Off heap memory usage when building realm dbs increases steadily

christianblust commented 1 year ago

How frequently does the bug occur?

Always

Description

Hi all,

I am not sure if this problem is a bug or if I am using the library wrong in some way. However, here is my use case. I create multiple (currently around 15-20) realm databases in a job in my Spring-Boot 3 backend:

Stream csv blobs from azure storage (8mb per file, 40 files per realm db)
Map csv files to RealmObjects
Write data to realm
Close realm, call Realm.compact(config) to reduce numberOfVersions to 1, delete lock files
Zip realm file and persist
Apps can download prefilled realm dbs when data updates occur

Essentially I have two "problems".

First, I noticed that my heap usage increased with each iteration until finally the java process is killed (137, I suppose its oom). I can "mitigate" this a bit by calling System.gc() which is of course is not ideal.
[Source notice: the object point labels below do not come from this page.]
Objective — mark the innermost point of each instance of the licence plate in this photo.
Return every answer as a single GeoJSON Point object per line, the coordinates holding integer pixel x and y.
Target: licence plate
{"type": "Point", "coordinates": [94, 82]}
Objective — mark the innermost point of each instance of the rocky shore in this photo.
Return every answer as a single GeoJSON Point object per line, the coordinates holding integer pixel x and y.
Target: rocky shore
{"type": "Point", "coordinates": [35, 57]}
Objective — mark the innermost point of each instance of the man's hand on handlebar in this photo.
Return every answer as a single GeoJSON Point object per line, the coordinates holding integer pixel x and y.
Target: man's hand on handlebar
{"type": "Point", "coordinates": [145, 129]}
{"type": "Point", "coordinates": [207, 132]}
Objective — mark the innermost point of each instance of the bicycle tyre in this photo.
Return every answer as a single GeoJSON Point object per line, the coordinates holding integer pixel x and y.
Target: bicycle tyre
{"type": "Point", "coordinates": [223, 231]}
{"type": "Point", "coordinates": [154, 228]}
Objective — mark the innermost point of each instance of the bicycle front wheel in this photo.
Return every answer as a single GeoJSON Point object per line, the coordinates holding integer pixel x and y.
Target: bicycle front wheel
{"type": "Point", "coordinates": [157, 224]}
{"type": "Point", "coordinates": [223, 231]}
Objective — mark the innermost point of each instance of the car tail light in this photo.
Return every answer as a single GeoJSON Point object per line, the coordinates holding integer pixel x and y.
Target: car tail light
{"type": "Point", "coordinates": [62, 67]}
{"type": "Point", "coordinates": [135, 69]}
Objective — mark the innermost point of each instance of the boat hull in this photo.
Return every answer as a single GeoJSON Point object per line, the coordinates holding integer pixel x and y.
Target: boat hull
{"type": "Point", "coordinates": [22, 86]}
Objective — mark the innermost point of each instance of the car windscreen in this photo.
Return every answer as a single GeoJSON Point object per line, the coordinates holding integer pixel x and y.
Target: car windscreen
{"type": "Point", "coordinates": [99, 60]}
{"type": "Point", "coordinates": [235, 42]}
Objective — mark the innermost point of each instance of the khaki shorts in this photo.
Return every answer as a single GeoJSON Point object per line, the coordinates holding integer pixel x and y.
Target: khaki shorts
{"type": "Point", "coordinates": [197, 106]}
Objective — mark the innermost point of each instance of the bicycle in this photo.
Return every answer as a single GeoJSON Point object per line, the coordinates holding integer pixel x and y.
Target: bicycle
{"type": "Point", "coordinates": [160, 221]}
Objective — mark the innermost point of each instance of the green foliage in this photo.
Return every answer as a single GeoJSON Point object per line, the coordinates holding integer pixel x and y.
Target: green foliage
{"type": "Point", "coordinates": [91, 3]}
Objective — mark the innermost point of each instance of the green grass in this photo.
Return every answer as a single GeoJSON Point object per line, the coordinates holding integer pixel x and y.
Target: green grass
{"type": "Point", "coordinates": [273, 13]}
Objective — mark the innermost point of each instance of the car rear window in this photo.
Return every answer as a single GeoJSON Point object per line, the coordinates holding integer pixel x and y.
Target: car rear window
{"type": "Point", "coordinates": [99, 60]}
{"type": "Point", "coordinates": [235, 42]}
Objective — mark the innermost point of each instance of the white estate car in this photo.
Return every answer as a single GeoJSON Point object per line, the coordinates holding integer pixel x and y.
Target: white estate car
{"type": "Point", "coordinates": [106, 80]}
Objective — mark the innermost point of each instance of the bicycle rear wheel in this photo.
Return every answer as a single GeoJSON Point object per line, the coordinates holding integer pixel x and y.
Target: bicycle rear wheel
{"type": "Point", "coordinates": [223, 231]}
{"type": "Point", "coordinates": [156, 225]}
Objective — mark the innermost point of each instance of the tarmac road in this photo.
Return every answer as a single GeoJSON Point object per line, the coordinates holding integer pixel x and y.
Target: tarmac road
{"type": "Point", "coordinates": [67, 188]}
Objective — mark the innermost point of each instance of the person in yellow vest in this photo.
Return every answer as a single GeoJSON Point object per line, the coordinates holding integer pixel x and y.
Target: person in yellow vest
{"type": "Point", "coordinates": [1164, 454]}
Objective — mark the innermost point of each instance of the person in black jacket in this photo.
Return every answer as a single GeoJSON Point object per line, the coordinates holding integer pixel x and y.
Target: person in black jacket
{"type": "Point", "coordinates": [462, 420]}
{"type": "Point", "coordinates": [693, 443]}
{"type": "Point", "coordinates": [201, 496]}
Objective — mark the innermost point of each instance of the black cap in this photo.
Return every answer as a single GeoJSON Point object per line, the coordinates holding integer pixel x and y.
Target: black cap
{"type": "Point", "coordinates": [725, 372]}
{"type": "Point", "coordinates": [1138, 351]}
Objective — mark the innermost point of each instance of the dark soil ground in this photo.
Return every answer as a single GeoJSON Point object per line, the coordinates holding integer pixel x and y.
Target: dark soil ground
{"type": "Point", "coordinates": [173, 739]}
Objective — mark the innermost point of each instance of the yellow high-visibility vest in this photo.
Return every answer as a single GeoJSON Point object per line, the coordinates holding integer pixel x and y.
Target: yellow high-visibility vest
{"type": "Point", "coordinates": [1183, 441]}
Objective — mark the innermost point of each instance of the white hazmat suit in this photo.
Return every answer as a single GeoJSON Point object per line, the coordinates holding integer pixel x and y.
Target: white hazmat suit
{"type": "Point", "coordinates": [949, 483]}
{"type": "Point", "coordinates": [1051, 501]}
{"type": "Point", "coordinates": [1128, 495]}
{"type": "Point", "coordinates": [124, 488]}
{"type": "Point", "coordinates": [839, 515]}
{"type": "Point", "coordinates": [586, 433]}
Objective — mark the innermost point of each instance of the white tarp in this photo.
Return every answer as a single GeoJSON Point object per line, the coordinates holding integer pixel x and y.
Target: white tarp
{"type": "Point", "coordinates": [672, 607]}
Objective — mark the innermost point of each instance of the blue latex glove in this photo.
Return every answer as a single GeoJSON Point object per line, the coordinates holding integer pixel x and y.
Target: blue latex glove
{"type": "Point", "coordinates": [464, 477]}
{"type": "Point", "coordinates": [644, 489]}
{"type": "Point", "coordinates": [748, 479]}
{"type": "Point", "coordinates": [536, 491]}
Second, even with the System.gc() workaround I notice that the RSS of the java process on a linux azure app service grows way beyond my specified max heap. So I guess, there is some issue with off-heap memory? I do not have any expertise with this, but maybe someone has an idea.

Every 1.0s: ps aux --sort=-%mem | head -n 11                                                                                                      abc: Thu May 11 10:04:18 2023

USER       PID %CPU %MEM    VSZ   RSS TTY      STAT START   TIME COMMAND
root        48 70.8 83.3 9181524 6789168 ?     SNl  08:10  80:24 java -Xms1g -Xmx4g -jar /home/site/wwwroot/b/app.jar --server.port=80

I am not sure how I can really debug this on my end. I did enable the NativeMemoryTracking and generated a report which I will append.

Code:

azureStorage.getPrefixes().forEach { prefix ->
                    val blobs = azureStorage.listBlobsForPrefix(prefix)
                    val realmConfig = realmService.createRealmConfig(prefix)
                    val realm = realmService.createRealm(realmConfig)
                    realmService.writeStaticDataToRealm(realm, staticData1, staticData2, staticData3)
                    blobs.forEach { blobPath ->
                        val csvLines = convertCSVBytesToList(azureStorage.downloadBlobToInputStream(blobPath), CsvProperties.Separators.semicolon).chunked(CSV_CHUNK_SIZE)
                        csvLines.forEach { csvChunk ->
                            val mappedData = factory.mapCsvToBusinessObject(csvChunk)
                            realmService.saveToRealm(realm,  factory.createRealmObjects(mappedData), UpdatePolicy.ALL)
                        }
                    }
                    realmService.saveRealm(realm, realmConfig)
                }

RealmService:

    fun saveToRealm(realm: Realm, realmObjects: List<RealmObject>, updatePolicy: UpdatePolicy = UpdatePolicy.ERROR) {
        realm.writeBlocking { realmObjects.forEach { this.copyToRealm(it, updatePolicy) } }
        //System.gc()
    }

calling this with lots of realmObjects and UpdatePolicy.ALL is probably not very good regarding performance. It does a lot of "unnecessary" updates when inserting already existing RealmObjects. But I do not think that there is currently a better way to do that with kotlin? I saw other sdks have different UpdatePolicies for such usecases.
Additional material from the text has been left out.